Cos’è il trapianto con cellule staminali ematopoietiche autologhe?
Un trapianto con cellule staminali ematopoietiche autologhe, chiamato anche trapianto di midollo osseo autologo o trapianto di cellule staminali autologhe, è un trattamento che utilizza le cellule staminali del sangue del paziente stesso per aiutare il corpo a riprendersi dopo aver ricevuto dosi molto elevate di chemioterapia o radioterapia. La parola “autologo” significa che le cellule staminali provengono dal proprio corpo, non da un’altra persona.[1][5]

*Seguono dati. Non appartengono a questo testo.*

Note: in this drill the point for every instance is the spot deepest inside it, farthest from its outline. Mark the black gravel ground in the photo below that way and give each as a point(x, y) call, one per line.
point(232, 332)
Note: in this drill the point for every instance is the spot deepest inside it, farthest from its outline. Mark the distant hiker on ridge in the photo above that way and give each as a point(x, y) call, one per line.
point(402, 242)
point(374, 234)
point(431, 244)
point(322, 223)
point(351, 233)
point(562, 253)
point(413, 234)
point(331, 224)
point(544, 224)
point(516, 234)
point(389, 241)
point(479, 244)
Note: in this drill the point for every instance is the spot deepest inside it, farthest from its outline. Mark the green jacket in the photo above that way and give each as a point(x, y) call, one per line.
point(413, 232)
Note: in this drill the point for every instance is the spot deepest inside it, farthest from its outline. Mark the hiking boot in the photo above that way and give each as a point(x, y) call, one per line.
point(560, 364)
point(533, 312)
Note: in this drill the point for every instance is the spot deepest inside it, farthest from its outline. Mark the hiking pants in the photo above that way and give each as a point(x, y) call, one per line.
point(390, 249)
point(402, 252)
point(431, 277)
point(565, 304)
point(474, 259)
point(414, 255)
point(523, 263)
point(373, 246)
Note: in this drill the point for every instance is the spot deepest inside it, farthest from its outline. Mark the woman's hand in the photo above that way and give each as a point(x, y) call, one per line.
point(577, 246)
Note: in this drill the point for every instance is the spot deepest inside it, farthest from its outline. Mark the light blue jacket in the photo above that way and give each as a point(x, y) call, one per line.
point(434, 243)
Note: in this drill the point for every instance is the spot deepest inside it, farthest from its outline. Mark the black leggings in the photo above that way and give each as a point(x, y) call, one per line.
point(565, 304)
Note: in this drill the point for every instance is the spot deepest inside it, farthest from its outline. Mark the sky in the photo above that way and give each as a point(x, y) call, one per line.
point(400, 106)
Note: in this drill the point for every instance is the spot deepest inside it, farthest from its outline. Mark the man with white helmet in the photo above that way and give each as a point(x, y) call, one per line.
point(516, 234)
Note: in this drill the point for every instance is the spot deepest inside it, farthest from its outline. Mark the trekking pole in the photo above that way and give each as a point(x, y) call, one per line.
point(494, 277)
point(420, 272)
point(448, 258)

Il midollo osseo è il tessuto morbido e spugnoso all’interno delle ossa dove vengono prodotte le cellule del sangue. Le cellule staminali del sangue sono cellule speciali che possono trasformarsi in tutti i tipi di cellule del sangue di cui il corpo ha bisogno, inclusi i globuli rossi che trasportano l’ossigeno, i globuli bianchi che combattono le infezioni e le piastrine che aiutano la coagulazione del sangue. Quando la chemioterapia o la radioterapia è abbastanza forte da uccidere le cellule tumorali, può anche danneggiare il midollo osseo sano e impedirgli di produrre queste importanti cellule del sangue. Il trapianto sostituisce il midollo osseo danneggiato con cellule staminali sane in modo che il corpo possa ricominciare a produrre cellule del sangue.[5][6]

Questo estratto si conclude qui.